Paul Newsome (Analyst)
No, that that's helpful and interesting. You know, I've heard thoughts and talk of regulatory pressure for pricing because of the tort reform coming, you know, not necessarily this year, but maybe next. But then I hear the other side, too, that you know, it's been such a tough environment for so long that things will hold on for a long time. Where do you fall in that conversation? Do you see pressure building for sort of an offset for the tort reform? You know, you do hear people talk about concerns about the affordability of policies, just thinking of yourselves in Florida and the impact that may have on what the regulators want to do.
Stephen J. Donaghy (CEO)
Yeah, there's a lot in that question to unpack, Paul. You know, I think from an affordability perspective, that is an issue across the state of Florida right now, and, you know, certain segments of the market continue to go to the E&S market where, you know, rates are extremely high. We traditionally, you know, even in 2023, we looked at our rate indication, and we took less as a submitted rate request as a result of the tort reform, because we felt good about what was coming through the book.

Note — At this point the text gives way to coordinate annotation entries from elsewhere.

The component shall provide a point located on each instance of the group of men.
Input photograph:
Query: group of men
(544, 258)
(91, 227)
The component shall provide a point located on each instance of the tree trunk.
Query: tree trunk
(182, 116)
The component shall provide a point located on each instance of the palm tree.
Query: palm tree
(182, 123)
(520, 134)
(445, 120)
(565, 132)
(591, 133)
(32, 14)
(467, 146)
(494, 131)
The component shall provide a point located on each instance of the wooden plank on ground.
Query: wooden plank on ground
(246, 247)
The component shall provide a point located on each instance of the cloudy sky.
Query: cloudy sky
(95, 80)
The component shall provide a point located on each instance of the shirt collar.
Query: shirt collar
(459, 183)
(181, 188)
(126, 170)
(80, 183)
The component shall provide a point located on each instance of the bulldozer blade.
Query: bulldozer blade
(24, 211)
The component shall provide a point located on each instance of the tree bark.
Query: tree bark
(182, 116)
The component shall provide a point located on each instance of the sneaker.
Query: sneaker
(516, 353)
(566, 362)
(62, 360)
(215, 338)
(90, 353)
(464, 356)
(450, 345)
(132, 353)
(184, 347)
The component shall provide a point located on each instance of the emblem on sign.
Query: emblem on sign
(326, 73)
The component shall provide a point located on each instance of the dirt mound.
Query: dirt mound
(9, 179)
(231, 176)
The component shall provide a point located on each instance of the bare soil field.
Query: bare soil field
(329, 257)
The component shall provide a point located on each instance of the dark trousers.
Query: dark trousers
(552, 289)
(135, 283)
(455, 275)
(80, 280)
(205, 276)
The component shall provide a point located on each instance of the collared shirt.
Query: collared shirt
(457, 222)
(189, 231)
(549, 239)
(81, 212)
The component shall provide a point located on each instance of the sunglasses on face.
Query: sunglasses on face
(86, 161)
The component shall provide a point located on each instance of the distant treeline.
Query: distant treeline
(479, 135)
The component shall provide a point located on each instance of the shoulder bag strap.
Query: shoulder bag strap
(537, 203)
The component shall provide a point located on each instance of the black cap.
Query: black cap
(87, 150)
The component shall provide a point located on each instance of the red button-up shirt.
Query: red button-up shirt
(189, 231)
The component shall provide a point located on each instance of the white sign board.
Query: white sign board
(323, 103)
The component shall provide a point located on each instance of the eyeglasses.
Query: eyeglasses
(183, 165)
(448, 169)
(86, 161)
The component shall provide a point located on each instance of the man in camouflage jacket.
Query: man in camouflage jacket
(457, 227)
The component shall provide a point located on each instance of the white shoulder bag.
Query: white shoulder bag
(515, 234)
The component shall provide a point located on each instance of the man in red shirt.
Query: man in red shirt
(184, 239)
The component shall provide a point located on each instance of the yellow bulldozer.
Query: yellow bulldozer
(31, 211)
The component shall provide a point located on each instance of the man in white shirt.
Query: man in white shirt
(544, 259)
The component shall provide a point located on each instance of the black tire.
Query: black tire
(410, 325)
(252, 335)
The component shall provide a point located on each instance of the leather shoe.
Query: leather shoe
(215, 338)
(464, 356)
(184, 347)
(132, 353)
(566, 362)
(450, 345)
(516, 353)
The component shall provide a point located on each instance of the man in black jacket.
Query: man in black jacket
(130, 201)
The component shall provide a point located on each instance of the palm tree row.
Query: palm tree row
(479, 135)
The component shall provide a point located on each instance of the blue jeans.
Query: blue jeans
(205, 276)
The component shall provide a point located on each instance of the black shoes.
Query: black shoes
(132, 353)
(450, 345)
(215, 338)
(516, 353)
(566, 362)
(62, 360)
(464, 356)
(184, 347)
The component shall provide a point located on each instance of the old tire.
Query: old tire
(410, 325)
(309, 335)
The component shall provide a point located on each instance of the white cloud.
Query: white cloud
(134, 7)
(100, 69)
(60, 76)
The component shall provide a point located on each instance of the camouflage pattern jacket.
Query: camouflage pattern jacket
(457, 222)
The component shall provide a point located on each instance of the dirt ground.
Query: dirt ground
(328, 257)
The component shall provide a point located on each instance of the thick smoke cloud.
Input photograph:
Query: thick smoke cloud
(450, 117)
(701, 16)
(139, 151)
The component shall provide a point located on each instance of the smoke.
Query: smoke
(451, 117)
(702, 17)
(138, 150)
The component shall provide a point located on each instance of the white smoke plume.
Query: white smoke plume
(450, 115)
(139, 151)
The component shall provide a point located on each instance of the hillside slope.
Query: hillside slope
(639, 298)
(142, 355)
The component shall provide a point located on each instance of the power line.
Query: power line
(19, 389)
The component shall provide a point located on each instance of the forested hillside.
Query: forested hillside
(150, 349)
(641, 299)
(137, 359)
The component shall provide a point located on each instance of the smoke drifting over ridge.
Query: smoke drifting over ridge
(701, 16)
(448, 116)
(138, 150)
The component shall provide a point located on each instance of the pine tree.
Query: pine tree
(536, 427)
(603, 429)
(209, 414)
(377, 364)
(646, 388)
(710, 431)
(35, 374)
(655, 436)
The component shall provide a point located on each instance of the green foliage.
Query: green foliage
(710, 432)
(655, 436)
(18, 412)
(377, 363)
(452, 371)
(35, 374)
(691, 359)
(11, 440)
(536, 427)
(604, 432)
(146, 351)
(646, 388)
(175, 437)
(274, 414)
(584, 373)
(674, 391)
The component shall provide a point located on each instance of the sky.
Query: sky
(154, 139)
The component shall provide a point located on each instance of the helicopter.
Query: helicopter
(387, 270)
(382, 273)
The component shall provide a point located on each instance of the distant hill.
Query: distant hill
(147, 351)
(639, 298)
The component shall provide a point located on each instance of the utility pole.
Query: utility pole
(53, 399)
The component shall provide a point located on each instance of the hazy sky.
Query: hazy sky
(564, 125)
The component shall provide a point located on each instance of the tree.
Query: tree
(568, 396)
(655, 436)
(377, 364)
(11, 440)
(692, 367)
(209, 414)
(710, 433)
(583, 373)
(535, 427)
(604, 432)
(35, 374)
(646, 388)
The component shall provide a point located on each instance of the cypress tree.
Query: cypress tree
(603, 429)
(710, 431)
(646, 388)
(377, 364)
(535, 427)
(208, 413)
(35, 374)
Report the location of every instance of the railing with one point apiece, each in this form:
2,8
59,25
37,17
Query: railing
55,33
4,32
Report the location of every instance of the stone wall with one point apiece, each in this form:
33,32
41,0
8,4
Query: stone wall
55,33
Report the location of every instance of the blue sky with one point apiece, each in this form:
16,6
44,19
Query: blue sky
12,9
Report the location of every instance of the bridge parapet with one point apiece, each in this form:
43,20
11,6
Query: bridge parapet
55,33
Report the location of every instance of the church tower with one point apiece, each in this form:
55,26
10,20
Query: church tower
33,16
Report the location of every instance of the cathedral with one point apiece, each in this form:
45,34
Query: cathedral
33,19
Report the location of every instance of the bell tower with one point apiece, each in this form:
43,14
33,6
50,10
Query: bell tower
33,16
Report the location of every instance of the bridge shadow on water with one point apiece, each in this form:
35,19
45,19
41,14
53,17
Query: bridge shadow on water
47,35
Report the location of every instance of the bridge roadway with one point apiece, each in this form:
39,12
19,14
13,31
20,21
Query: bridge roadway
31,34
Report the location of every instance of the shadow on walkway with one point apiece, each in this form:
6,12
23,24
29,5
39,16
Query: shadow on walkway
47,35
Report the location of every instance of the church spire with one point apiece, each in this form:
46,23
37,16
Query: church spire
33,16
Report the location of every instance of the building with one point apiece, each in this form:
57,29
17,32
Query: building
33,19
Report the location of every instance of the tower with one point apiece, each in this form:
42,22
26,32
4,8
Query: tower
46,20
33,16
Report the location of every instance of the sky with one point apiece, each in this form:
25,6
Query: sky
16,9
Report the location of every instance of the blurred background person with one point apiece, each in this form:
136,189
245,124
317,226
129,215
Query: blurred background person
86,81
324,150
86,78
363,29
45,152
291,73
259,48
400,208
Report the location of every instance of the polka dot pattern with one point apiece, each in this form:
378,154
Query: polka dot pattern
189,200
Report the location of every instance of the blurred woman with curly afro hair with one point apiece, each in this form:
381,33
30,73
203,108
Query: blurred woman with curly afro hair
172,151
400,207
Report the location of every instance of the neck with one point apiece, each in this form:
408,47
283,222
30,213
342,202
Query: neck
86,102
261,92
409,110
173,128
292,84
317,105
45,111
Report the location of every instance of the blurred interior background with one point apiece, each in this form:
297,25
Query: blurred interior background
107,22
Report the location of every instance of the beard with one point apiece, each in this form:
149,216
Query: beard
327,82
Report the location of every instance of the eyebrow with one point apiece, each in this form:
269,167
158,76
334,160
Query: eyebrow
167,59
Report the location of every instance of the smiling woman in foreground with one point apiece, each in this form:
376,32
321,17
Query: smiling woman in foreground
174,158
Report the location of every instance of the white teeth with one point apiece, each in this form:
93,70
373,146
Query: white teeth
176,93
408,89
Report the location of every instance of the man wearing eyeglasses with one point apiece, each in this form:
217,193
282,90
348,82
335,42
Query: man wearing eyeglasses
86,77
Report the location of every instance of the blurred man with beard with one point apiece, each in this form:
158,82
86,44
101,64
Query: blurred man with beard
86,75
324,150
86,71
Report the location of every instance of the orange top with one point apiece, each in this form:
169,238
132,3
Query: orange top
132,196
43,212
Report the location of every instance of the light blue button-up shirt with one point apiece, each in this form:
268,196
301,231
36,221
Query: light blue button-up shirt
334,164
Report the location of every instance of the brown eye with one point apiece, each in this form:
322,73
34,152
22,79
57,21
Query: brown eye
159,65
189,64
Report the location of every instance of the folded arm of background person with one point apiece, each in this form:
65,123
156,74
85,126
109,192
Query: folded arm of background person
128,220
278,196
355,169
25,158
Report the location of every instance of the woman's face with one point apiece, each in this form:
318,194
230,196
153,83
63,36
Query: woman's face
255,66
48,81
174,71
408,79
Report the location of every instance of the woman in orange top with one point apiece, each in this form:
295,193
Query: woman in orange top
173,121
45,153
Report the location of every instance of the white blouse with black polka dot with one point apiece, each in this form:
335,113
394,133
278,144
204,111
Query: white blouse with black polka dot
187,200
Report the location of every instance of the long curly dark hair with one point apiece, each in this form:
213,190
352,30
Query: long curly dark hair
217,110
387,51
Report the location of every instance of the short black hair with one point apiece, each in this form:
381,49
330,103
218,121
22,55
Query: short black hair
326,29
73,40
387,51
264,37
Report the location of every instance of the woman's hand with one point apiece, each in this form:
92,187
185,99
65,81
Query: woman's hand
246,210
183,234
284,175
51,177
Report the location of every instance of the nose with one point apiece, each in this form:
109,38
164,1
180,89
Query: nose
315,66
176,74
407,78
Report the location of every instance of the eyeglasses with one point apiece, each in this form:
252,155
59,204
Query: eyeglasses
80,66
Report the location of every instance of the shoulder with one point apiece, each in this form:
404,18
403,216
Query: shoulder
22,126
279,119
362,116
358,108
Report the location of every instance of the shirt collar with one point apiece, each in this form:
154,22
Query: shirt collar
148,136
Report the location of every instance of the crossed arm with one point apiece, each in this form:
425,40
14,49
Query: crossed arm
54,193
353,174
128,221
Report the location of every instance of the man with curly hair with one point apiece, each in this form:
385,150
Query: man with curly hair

We're just kicking off our rate analysis as we speak for 2024, and when we get the final figures in, you know, we'll take a look at that and try and do what's best, for the market, for ourselves, for our shareholders, and for our insureds and try and do the right thing. When you talk about pressures, you know, I think the state of Florida has done a very good job with the tort reform, and, we're appreciative of that. Could they have gone a little further? Perhaps. Did they go too far? I don't think so. So I think as we look in the future, you know, we'll try and take all those measures into account and do the right thing, but we don't feel. There's nobody calling or suggesting anything to us that...
You know, we're not getting any undue pressure, so to say, at this point.
Paul Newsome (Analyst)
Fantastic. Yeah, congratulations.
Stephen J. Donaghy (CEO)
Yeah, thanks, Paul. Have a great day.
Operator (participant)
Thank you. One moment for our next question. Our next question comes from the line of Nicolas Iacoviello of Dowling & Partners. Your line is now open.
Nicholas Iacoviello (Analyst)
Thanks, guys. Nice quarter. I was just wondering, first off, was there any net prior year development recognized in Q1?
Stephen J. Donaghy (CEO)
Nothing on a net basis. Negligible on a direct.
Nicholas Iacoviello (Analyst)
Got it. Thank you. And I know we'll get more details towards the end of May, but I was just wondering on the comment on the reinsurance program being fully supported and secured. Does that currently assume a similar cat retention as the program placed last year?
Stephen J. Donaghy (CEO)
Yeah, if you're referring to the use of the Isosceles, yeah, Nick, that would be consistent with last year. And we feel as though that was the right thing to do based on cost and capital utilization from the parent. So, yeah.
Nicholas Iacoviello (Analyst)
Okay. Makes sense. Thank you. That's all I had.
Stephen J. Donaghy (CEO)
All right. Thanks, Nick. Have a good day.
Operator (participant)
Thank you. This concludes the question and answer session. I would now like to turn it back to Steve Donaghy, CEO, for closing remarks.
Stephen J. Donaghy (CEO)
Thank you. I'd like to thank our associates, our consumers, agents, and our stakeholders for their continued support of Universal. Wish you all a great day. Thank you.
Operator (participant)
Thank you for your participation in today's conference. This does conclude the program. You may now disconnect.